When I was young I struggled to learn to read. I could read, but slowly. Words would jump around and I failed to catch and hold them. I would borrow books from the library, pretend to read them and take them back. School could be tricky sometimes. I still remember being given The Grapes of Wrath to read when I was about 14. I was supposed to read it then talk about the book for 5 minutes in front of class. The book was dirty, the type so close together, pages thin as tissue so the type came thrugh from the other side. And I was 14. I did try, but found the dense labyrinth of type on the pages inpenetrable. So when it came to do my talk, instead of saying, I tried but I really couldn't read this book but couldn't I made up some nonsense about it being boring. What followed next could have put me off books for life.
I wasn't by any means a bad child at school. I was one of the invisible ones who kept their heads down and got on with work. So to be torn off a strip and shamed infront of the class to the point of tears was awful.
Anyway, one day I saw a knitting pattern for a fairisle jumper. I wanted the jumper and I taught myself to knit, not just with one colour but with many.
And I wanted stories. I think the first 'big book' I read was Call of the Wild. I found that if I held a postcard beneath the lines I was reading it would keep them still on the page. One line after the next until I was lost in a wild wilderness. I still do this when I am tired. And now I read and write though it has taken me years to say, when people ask me what I do, that I illustrate and write books.

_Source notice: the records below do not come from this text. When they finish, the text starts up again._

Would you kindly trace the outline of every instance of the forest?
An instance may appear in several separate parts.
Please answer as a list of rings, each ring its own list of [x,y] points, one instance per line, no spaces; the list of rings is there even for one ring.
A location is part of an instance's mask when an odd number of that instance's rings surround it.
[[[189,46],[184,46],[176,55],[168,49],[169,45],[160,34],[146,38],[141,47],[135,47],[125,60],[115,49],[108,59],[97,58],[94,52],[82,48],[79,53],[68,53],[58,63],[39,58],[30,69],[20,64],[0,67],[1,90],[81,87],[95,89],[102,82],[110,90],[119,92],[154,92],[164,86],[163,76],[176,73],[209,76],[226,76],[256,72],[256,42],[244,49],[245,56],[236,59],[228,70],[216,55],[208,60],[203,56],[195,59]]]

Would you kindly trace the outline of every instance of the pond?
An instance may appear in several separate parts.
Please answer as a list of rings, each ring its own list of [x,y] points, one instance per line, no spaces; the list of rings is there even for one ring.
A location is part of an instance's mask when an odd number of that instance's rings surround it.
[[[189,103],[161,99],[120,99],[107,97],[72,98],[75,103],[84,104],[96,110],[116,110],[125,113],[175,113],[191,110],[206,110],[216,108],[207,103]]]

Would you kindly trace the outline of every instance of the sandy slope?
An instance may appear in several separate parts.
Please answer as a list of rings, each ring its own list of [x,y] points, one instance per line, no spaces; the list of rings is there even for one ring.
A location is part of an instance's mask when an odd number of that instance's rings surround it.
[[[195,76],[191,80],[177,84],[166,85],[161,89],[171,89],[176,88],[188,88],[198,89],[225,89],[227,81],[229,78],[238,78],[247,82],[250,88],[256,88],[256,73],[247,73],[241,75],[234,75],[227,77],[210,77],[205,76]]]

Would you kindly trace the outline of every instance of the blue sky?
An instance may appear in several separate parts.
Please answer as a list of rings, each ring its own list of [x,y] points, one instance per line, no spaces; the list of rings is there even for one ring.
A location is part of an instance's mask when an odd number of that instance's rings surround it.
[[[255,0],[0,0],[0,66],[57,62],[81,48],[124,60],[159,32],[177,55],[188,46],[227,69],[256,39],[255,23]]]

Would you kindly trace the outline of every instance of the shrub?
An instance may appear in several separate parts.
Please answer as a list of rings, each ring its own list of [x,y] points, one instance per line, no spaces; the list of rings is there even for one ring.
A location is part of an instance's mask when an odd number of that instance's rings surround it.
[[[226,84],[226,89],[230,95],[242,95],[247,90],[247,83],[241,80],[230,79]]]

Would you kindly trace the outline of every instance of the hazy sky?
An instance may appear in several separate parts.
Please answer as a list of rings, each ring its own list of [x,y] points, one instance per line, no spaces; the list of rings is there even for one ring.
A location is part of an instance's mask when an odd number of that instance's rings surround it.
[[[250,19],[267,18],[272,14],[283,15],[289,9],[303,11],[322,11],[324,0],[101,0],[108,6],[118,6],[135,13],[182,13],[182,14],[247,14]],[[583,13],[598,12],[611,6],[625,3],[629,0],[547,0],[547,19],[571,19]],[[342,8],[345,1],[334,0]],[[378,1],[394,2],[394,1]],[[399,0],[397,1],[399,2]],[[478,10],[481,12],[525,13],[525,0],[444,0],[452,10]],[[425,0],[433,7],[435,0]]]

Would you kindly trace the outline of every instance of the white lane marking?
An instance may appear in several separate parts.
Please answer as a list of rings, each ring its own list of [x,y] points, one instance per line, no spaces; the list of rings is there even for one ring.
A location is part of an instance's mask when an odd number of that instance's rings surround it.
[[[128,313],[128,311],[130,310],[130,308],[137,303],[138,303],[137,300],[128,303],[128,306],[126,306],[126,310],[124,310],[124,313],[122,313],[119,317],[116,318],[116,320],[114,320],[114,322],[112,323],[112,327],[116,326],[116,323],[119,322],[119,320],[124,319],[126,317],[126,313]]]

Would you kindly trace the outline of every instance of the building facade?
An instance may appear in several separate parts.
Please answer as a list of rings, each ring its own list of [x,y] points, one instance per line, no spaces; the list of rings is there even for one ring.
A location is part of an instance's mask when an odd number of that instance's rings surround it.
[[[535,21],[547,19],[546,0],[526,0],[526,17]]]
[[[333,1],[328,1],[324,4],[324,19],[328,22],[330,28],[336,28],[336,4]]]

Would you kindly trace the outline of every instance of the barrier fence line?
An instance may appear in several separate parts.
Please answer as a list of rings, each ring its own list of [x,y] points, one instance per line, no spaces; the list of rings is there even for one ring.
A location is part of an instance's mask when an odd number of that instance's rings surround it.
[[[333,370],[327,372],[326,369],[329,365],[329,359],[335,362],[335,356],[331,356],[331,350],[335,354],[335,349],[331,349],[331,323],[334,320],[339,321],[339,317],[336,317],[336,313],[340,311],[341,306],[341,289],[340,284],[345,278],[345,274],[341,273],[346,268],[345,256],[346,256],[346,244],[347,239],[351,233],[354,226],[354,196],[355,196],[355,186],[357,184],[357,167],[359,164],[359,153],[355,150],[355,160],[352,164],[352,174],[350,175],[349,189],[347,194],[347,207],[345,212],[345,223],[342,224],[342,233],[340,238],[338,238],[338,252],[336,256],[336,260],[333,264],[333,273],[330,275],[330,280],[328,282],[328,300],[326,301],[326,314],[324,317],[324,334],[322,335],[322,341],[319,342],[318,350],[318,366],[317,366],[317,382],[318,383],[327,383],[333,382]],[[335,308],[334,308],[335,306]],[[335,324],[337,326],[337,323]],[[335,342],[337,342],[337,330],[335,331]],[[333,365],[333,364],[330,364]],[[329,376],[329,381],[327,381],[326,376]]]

So in some way this explanes how I got to be 48 before I read To Kill a Mocking Bird. I heard Meg Rossof talking about the book on Radio 4 and bought a copy, partly because I have always been intrigued as to why it is called To Kill a Mocking Bird. What a piece of perfection it is as a book. I still don't understand the title. I don't believe that the mocking bird is Tom Robinson. More likely it is Boo Radley. Or perhaps it is the incocent trust that children have in adults to do the right thing, always. Whatever, the observation, the telling of a tale, the characters within the book, 50 years after publication sing as true as ever. I wonder, were the book marked with an 'age banding' as publishers wanted to do recently, would it have survived for so long?
I still can't read Steinbeck. Maybe one day. And I do believe that it is a sin to kill a mocking bird.